Single data group v6.3.1

The single data group is the foundational PGD deployment pattern, providing high availability within a single location. Three data nodes form a Raft consensus group, with Connection Manager handling write leader routing automatically.

Nodes can be spread across multiple availability zones for added resiliency, though doing so increases write latency when using majority or all protect commit scopes.

Single data group topology

Diagram legend

Symbols represent node types, group containers, and connection types.

Diagram legend showing node types, group containers, and connection types

When to use this pattern

The single data group is the standard high availability (HA) deployment within a single data center. It tolerates single node failure and provides automatic failover in seconds, making it well suited to applications that need HA within a single region and can't afford extended downtime during major version upgrades or blocking maintenance tasks.

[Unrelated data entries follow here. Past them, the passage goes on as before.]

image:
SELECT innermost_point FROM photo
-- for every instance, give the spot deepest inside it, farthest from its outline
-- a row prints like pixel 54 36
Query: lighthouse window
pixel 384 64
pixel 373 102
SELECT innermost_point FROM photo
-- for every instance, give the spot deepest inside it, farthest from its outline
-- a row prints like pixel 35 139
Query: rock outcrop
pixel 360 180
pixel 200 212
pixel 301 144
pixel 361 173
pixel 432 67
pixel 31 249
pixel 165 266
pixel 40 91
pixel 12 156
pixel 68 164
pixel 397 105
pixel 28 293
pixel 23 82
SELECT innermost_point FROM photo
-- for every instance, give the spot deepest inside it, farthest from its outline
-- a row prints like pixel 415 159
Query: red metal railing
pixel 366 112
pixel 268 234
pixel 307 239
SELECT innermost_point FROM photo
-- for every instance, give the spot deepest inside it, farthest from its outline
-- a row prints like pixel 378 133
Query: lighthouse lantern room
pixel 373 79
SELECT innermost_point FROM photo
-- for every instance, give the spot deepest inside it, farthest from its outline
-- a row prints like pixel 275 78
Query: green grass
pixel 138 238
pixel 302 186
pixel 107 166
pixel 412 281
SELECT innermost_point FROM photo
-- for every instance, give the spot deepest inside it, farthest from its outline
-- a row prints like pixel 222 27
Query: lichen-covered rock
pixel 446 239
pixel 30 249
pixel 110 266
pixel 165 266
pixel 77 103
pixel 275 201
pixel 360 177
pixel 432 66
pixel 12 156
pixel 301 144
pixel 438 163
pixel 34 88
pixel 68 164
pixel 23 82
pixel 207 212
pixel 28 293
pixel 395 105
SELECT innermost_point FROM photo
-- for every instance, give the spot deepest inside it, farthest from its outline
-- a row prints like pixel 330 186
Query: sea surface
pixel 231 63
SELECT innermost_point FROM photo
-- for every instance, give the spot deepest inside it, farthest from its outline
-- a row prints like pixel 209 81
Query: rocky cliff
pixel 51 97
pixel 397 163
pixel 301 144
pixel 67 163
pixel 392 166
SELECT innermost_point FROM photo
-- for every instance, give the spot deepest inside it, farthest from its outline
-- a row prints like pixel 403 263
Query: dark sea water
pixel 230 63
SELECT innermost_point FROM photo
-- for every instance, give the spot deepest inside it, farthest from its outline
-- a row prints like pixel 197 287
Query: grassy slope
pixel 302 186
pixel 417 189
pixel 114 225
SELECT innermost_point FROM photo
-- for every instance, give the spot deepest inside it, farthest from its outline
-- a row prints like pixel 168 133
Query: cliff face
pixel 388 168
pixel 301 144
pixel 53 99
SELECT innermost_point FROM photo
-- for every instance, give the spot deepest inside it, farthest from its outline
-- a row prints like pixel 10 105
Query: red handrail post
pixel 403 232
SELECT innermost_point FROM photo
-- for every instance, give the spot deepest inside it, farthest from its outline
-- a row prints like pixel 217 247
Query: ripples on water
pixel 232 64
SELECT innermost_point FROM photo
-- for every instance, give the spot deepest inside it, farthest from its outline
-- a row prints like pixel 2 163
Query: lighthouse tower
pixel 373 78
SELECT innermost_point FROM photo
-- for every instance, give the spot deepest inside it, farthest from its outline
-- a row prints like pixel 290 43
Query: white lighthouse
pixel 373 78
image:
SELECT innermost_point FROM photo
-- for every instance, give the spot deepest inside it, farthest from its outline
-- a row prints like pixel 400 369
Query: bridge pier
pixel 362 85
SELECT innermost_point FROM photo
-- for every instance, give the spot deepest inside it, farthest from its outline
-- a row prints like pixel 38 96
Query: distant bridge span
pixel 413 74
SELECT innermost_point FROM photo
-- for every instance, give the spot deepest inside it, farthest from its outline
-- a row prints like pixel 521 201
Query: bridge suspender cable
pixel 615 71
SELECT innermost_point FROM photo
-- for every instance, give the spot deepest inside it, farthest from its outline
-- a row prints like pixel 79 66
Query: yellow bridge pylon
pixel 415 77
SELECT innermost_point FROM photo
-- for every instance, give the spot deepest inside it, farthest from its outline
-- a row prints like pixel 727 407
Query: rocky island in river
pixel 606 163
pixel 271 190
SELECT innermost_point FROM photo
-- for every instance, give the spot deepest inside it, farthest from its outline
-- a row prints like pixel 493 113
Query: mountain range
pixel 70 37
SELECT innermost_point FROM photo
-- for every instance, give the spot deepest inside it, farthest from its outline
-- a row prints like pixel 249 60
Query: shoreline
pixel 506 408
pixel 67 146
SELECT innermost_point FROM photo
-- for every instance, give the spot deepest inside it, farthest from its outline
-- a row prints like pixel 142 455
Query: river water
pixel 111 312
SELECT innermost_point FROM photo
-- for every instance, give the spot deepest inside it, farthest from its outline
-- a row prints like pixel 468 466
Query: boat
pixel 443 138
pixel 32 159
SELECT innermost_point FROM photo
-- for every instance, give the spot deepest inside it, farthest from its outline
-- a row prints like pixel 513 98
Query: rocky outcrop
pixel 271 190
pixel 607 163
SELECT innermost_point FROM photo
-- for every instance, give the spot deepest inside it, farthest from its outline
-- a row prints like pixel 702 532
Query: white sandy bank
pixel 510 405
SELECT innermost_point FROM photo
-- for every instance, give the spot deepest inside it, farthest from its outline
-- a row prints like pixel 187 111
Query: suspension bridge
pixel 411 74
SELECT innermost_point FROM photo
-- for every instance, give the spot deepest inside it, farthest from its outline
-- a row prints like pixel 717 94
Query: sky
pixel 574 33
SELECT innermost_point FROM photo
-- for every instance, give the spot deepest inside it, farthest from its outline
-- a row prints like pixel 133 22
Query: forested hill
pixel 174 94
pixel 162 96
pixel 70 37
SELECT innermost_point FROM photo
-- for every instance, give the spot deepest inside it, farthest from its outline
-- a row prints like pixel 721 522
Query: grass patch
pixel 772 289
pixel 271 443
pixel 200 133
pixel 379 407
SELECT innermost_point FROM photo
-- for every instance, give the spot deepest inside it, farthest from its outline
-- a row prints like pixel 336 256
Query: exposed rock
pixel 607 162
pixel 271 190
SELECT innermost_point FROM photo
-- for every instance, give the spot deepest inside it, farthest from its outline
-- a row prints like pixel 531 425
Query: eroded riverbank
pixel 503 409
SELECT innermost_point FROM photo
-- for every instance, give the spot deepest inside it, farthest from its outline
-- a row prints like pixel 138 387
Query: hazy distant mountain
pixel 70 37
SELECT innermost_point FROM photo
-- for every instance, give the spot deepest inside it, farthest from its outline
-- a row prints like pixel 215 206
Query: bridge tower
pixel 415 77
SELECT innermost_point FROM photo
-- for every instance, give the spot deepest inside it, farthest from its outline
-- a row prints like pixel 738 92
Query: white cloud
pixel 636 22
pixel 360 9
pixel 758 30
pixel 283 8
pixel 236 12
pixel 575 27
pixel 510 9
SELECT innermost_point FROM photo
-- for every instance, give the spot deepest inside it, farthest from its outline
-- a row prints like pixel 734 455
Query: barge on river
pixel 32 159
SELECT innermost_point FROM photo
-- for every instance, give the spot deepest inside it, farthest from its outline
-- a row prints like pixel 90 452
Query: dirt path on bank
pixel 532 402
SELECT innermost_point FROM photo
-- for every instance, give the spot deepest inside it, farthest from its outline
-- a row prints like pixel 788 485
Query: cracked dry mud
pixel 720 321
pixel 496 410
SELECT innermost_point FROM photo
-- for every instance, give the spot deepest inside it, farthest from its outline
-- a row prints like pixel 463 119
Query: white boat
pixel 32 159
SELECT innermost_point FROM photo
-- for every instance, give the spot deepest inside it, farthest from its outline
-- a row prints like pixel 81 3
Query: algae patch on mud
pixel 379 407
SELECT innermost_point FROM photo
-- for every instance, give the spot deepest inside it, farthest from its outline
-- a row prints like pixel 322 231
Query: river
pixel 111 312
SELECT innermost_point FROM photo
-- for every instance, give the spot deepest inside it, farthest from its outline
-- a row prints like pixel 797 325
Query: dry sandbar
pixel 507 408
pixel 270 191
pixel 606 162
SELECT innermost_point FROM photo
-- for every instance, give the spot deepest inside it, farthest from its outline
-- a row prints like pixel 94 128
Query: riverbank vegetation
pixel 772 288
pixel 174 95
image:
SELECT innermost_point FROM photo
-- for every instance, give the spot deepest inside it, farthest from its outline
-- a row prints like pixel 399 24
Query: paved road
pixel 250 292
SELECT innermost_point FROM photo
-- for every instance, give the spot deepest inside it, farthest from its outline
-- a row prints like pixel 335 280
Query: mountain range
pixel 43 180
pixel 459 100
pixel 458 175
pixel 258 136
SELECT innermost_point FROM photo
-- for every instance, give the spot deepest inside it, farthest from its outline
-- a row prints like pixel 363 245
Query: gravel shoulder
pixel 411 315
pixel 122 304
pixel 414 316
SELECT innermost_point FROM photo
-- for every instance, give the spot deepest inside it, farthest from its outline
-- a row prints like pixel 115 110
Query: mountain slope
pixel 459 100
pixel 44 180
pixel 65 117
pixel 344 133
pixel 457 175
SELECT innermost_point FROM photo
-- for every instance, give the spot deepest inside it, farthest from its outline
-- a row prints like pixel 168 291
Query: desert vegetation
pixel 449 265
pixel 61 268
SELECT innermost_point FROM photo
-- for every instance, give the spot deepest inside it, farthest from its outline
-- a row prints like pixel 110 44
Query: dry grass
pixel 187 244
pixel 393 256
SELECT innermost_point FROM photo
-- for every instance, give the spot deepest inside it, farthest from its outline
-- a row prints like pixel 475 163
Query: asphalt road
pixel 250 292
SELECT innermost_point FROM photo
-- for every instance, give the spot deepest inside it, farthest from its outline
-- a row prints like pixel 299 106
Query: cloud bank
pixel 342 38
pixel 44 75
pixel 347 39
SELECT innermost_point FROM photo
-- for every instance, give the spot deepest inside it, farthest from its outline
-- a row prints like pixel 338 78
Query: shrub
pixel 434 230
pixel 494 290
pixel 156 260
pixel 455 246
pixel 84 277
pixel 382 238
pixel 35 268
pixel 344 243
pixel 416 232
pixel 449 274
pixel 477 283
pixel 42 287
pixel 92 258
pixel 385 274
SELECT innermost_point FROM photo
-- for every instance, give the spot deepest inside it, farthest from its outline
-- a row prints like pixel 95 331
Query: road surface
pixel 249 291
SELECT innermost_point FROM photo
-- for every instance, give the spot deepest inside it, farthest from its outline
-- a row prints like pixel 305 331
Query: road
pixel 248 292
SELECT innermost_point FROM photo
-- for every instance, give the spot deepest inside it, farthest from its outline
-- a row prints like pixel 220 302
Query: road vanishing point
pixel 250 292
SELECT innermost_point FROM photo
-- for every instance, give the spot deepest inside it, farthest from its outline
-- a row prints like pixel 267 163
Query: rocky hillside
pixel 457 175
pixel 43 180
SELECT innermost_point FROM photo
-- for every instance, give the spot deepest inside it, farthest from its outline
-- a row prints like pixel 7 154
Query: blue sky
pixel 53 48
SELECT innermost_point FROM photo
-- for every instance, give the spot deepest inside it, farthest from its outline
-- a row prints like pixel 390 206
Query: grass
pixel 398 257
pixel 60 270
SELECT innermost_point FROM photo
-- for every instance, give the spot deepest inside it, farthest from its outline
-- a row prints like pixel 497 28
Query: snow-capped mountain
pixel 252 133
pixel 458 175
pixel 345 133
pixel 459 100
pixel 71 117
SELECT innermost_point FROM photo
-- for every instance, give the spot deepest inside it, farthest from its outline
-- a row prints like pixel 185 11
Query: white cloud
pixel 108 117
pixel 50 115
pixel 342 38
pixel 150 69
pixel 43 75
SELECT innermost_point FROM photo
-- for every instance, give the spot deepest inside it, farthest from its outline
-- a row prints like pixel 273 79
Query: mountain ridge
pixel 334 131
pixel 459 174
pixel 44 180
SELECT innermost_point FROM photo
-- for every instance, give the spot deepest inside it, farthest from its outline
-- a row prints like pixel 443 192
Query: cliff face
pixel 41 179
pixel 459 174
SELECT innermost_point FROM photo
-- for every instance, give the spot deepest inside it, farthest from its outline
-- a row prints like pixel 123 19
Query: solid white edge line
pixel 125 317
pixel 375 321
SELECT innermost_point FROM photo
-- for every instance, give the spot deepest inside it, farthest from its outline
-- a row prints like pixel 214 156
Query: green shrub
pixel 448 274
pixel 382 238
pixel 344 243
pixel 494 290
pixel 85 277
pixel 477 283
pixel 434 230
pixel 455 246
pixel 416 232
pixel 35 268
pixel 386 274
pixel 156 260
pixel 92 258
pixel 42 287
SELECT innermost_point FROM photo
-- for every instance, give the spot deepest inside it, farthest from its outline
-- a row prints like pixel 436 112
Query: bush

The advantages of this pattern include the following:

  • Simplest topology to deploy, operate, and troubleshoot.
  • Raft majority always available, surviving one node failure.
  • Lowest write latency when deployed in a single data center (DC).
  • Survives single AZ failure when deployed across multiple availability zones.
  • Automatic failover in seconds with no operator intervention.
  • Low cost at three nodes minimum.

There are some limitations to keep in mind:

  • No disaster recovery. A DC-level failure takes down the entire cluster.
  • When deployed in a single DC, all nodes share the same failure domain.
  • Not suitable for regulatory requirements mandating geographic separation.
  • When used with two data nodes and a witness, durability options are limited.
  • Majority protect: synchronous replication to the majority of the nodes. The most commonly recommended scope for production use.
  • Adaptive protect: synchronous replication to the majority of nodes when available, degrading automatically to asynchronous replication after a configurable timeout. Recommended when using two data nodes and one witness.
  • All protect: synchronous replication to all nodes in the group. Provides the highest durability guarantee, but increases write latency and reduces availability tolerance when any node fails.
  • Local protect: asynchronous replication with durability only for the local node. Not recommended for production use.

Commit scopes make different trade-offs across performance, durability, consistency, and scalability.